Once the rains come, the ground turns soggy, the forage fades, and the pigs start huddling instead of exploring. That’s our cue: grazing season is over.
So we do what farmers have done for generations—we harvest in bulk, tuck the pork away, and let the forest rest. That’s seasonal farming. Not factory schedules. Not forced year-round production. Just animals and land, living in rhythm.
Why Our Chickens Get the Winter Off
Our chickens are outside every day—on fresh pasture, scratching through grass, chasing bugs, and sunbathing like little feathery weirdos. They love it. But here’s the truth: chickens hate the cold.

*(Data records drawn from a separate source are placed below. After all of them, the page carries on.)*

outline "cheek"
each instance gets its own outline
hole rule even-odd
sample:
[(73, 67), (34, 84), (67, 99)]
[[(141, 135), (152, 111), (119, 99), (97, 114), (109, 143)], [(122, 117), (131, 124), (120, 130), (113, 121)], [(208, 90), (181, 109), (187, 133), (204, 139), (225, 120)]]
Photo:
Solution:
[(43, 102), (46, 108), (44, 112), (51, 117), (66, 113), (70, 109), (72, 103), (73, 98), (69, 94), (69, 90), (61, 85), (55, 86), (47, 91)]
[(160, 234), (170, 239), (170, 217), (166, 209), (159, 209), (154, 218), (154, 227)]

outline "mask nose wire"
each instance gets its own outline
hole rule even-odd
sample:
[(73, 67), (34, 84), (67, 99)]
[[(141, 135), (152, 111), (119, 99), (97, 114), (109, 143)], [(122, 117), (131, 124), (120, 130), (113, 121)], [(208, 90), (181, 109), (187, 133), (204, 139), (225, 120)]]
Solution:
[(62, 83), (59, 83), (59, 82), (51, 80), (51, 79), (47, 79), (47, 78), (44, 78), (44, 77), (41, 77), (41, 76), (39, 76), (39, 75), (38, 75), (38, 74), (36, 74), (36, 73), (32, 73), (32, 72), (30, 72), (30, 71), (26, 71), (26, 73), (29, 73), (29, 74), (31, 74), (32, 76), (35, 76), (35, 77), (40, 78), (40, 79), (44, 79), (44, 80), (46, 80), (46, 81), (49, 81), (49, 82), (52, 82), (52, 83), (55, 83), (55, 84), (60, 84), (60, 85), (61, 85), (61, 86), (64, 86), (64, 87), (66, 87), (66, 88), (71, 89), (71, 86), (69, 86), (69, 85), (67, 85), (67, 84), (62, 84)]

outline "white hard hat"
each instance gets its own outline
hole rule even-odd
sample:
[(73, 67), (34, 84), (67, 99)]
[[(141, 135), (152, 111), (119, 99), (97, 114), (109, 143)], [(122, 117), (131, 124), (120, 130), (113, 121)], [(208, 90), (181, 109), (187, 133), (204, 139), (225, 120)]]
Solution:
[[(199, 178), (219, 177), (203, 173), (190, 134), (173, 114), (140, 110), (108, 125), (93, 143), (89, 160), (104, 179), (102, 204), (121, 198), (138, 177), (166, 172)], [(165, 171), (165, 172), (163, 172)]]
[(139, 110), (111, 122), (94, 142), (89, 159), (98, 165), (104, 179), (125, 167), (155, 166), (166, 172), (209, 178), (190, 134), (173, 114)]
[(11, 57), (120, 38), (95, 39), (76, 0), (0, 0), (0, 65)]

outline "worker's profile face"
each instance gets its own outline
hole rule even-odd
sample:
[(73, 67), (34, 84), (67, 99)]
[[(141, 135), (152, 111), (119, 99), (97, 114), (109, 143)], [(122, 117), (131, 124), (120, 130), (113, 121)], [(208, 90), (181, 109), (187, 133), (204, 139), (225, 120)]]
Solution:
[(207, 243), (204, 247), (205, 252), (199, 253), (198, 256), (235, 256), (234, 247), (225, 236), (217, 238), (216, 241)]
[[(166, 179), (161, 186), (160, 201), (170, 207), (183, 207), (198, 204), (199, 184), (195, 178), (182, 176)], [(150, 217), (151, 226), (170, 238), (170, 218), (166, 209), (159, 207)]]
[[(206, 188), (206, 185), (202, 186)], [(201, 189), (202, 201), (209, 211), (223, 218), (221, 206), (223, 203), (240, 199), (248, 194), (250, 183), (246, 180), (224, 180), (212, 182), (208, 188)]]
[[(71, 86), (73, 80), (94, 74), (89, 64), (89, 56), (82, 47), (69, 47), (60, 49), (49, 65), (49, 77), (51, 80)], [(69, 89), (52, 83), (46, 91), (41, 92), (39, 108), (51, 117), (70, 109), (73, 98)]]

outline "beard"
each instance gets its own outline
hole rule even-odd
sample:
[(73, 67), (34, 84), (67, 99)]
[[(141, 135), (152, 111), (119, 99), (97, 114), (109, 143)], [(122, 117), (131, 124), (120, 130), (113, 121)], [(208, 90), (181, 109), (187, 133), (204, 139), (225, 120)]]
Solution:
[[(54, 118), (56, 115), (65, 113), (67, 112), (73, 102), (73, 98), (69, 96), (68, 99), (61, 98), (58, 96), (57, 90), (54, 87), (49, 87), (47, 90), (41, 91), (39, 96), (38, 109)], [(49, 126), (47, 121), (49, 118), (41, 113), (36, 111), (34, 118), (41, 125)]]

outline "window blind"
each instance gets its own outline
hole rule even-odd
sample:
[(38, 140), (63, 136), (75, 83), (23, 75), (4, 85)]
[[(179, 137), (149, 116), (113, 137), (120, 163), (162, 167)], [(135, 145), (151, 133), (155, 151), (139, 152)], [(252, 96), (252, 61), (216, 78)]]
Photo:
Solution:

Once the frost hits, they stop ranging. They sulk in corners. And when the ground gets icy? Forget it. Their water freezes, and so do their fluffy attitudes.
We could raise them indoors like industrial farms do—but that’s not us. Instead, we raise our birds seasonally, let the land breathe, and freeze what we need for the rest of the year.

The Magic of Vacuum-Sealed Meat and a -10°F Freezer
Because we raise pork and chicken when the seasons allow, we do a lot of bulk processing. Everything is vacuum sealed immediately after butchery and stashed in our commercial freezer, which hangs out at a brisk -10°F.
That low temp slows down oxidation and stops freezer burn in its tracks. And vacuum sealing? It’s like shrink-wrapping time. No air = no spoilage.
That’s how we can say, with confidence:
Most of our vacuum-sealed meats are just fine for well over a year.
We’ve pulled pork roasts out at the 18-month mark and had them taste just as good as the ones packed last week.
Wait—Is Meat Still Good After the Best-By Date?
Short answer: Yes.
Long answer: Also yes, and here’s why.
Those “best by” dates? They’re about quality, not safety. If your meat has been frozen solid, seal intact, and it smells normal once thawed—you’re good to go.
Even if it’s been tucked away for a while, a slightly older cut will still shine in slow-cooked meals like:
- Pulled pork sandwiches
- Chicken tortilla soup
- Bolognese
- Tacos, stir-fries, stews—you name it
And frankly, in this house, we don’t waste meat that was raised with this much care. Not ever.
Tips to Keep Your Freezer Stash Thriving
Wanna be a meat-hoarding pro like us? Here’s what we do:
- Keep the oldest cuts up front or on top
- Write the pack date in Sharpie if you like the visual reminder
- Store meats in the coldest part of your freezer (not the door)
- Don’t open the vacuum seal until you’re ready to use it
- Use older cuts in braises, soups, or pressure cooker meals
Your Freezer’s Best Friend: Our Variety Box
If you want to fill your freezer with food that actually lasts and doesn’t come from mass production—start here:
👉 Our Pork Variety Box with Uncured Pork Belly Bacon
It’s packed with pasture-raised meats, sealed for the long haul, and grown with the same seasonal rhythm we live by.
Final Thought: We Don’t Farm for Convenience
We farm for flavor. For animal welfare. For our soil. For you.
Seasonal farming means some months we’re flush with chicken, and others, we’re counting the days until the next hatch. It means walking away from “always in stock” and leaning into the ebb and flow of real food raised outdoors.
But with the right tools—like vacuum sealing and deep freezing—you can eat like it’s summer in April before the new grazing season has even begin, without compromising values.
And that’s the kind of slow, steady, freezer-filling magic we’re all about.